Soal ini ijinkan saya meminjam istilah “revolusi mental” dari Capres PDIP Jokowi bahwa rakyat yang pesimisme harus diubah jaddi optimisme agar negara ini maju. Hal yang sama, juga sering saya dengar dari kawan satu alma mater saya di FE UGM yang ikut konvensi capres PD Anis Baswedan di tahun 2009 dia aktif ngomong soal “positivism”. Agar positif di generasi baru terjadi, saya rasa Presiden (Kepala Negara) yang baru harus bergerak dengan cara baru, yaitu hukum yang tak pandang bulu (rermasuk lingkungan sendiri) dan pemerataan distribusi kesejahteraan.

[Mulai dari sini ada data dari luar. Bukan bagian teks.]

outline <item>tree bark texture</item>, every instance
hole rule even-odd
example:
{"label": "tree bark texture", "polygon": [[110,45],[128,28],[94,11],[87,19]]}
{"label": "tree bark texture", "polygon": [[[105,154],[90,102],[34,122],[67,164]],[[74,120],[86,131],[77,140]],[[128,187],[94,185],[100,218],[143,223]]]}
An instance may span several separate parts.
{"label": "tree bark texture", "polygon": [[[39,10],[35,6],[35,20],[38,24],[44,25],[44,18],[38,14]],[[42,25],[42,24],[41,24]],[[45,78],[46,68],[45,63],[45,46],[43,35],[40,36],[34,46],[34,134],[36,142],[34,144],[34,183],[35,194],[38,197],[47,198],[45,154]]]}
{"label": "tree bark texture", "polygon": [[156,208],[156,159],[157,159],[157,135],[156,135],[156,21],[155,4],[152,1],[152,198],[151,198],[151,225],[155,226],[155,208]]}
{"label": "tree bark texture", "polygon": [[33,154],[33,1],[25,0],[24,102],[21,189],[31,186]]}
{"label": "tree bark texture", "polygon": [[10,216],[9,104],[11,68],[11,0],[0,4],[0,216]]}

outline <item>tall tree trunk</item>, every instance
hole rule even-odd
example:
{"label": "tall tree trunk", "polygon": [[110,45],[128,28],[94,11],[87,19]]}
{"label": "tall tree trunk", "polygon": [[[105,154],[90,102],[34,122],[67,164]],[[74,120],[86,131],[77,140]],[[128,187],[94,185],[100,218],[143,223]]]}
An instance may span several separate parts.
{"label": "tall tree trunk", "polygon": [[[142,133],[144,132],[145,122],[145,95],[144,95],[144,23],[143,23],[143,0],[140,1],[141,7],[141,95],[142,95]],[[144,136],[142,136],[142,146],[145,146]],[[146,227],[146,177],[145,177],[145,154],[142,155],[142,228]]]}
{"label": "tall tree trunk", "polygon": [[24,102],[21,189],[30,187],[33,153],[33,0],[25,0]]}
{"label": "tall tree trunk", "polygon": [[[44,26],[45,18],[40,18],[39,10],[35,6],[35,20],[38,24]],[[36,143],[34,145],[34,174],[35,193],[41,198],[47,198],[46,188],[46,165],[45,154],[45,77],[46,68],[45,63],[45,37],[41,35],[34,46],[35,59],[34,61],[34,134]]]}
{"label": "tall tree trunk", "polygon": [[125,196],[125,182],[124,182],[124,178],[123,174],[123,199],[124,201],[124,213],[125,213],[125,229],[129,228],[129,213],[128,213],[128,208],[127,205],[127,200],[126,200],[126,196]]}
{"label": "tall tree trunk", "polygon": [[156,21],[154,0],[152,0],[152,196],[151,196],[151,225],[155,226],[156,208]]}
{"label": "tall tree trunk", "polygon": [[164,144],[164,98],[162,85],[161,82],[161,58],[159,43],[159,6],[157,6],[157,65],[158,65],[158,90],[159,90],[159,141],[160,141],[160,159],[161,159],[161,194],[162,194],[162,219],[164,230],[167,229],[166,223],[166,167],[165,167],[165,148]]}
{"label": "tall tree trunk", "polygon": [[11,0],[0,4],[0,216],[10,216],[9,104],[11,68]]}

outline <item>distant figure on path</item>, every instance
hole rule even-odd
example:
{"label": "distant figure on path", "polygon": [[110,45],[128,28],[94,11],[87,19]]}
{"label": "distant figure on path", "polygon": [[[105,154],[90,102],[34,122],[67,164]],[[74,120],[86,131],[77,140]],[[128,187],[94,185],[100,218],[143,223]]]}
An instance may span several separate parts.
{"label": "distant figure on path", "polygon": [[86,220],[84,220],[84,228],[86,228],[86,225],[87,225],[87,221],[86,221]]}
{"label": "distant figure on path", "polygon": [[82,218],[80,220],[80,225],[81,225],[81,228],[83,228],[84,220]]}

Karena itu, segala hal dari generasi terdahulu harus kita dorong KPK selesaikan semua agar ada “kepastian hukum” dengan pedang hukum yang tak tebang pilih, rasanya kita yakin generasi baru akan percaya dan memberi “trust” agar pemerintahan ini efektif, dan itu akan menjamin lahirnya pemain baru dari generasi baru (redistribusi kesempatan berusaha yang lebih fair dan sehat, sebagaimana cita-cita Reformasi 1998). Semoga saja!